Create: Mon, 30/08/2021 - 20:40
Author: Alwin Feraro


BENGKULU,eWARTA.co -- Gubernur Bengkulu Rohidin Mersyah meminta pengelolaan manajemen pemerintah di lingkungan Pemprov Bengkulu harus berbasis digital. Ini ditekankan pada seluruh pimpinan OPD, sehingga fungsi, koordinasi, monitoring dan evaluasi dapat terlaksana secara maksimal.

"Kalau tidak familiar menggunakan media sosial maupun teknologi informasi, ini pasti kesulitan. Apalagi sekarang semua rapat-rapat, koordinasi, instruksi termasuk pemantauan lapangan, itu kan menggunakan IT," tegas Gubernur Rohidin saat meyampaikan Pengarahan Kepada Seluruh Pejabat Pimpinan Tinggi Pratama di Lingkungan Pemerintah Provinsi Bengkulu, di Ruang Pola Provinsi Bengkulu, Senin (30/08).

Memaksimalkan IT ini merupakan variabel pemanfaatan teknologi dalam uji kompetensi Pejabat Tinggi Pratama. Ini dibutuhkan untuk mendorong kinerja yang optimal serta evaluasi yang praktis.

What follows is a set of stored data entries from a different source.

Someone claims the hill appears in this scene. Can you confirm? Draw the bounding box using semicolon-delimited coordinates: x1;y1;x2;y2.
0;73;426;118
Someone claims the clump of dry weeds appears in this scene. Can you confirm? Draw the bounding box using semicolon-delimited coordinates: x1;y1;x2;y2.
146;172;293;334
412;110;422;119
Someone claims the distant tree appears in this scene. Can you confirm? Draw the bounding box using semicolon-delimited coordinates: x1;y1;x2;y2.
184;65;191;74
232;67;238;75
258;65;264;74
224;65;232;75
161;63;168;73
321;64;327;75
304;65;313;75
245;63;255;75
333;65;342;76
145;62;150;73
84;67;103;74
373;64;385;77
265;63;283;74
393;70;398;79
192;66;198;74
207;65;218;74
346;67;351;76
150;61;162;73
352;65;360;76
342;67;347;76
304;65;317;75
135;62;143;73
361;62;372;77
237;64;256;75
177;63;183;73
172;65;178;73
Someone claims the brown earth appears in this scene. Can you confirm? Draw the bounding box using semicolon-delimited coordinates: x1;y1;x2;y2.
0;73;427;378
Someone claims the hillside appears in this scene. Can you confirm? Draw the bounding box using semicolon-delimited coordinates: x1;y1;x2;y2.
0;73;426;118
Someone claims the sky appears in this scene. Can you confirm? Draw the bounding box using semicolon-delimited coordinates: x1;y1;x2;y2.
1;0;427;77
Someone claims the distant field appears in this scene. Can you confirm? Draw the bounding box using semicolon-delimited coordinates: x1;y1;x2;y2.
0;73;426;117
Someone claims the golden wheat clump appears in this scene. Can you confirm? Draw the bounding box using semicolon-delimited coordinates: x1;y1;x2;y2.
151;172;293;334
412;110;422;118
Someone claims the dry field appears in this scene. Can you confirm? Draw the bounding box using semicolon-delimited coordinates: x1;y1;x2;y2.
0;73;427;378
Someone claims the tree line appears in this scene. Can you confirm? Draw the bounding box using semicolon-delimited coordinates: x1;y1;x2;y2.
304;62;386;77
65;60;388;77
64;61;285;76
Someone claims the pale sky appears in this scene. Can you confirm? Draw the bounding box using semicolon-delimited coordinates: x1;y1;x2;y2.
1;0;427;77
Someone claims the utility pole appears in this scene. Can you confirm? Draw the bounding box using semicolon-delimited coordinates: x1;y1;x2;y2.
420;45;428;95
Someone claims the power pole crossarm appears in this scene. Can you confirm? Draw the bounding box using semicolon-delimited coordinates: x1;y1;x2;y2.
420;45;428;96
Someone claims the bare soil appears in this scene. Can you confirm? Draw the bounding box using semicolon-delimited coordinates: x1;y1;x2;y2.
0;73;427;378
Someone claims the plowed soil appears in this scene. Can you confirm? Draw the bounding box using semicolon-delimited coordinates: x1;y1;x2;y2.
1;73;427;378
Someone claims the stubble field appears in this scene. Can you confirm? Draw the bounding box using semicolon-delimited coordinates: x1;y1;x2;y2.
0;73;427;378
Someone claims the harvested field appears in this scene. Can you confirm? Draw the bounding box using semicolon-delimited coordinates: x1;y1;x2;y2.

"Jadi kalau OPD tidak melakukan itu, bisa diam nanti di kantor. Justru fungsi Pemprov itu bisa lebih produktif di masa pandemi karena kita kan lebih banyak fungsi koordinasi, monitoring dan evaluasi," sambung Gubernur. 

Hal ini disampaikan Gubenrur dalam jobfit Pejabat Tinggi Pratama di lingkungan Pemprov Bengkulu. Kegiatan ini akan mengevaluasi kinerja untuk menempatakan jabatan yang tepat pada kemampuan yang tepat.

"Karena sesungguhnya jobfit ini benar-benar objektif, kita melihat kinerja yang selama ini dilaksanakan selama menjabat dan selanjutnya kita minta evaluasi 360 derajat. Di mana evaluasi mulai dari bawahan, atasan dan dari mitra kerja dengan disiapkan form tersendiri," pungkasnya.

Senada disampaikan Wagub Bengkulu Rosjonsyah. Menurut Wagub dengan jobfit Pemprov Bengkulu mempersiapkan OPD yang benar-benar di tahun 2022 ini bisa menjalankan visi-misi Gubernur dan Wagub. 

"Karena itu dibutuhkan orang-orang yang siap, makanya diadakan uji kompetensi. Hari ini kita melakukan pengarahan kepada OPD secara umum dan teknis, mudah-mudahan OPD bisa memahami itu, jangan sampai terjadi permasalahan karena rekam jejak sangat berpengaruh," ujarnya.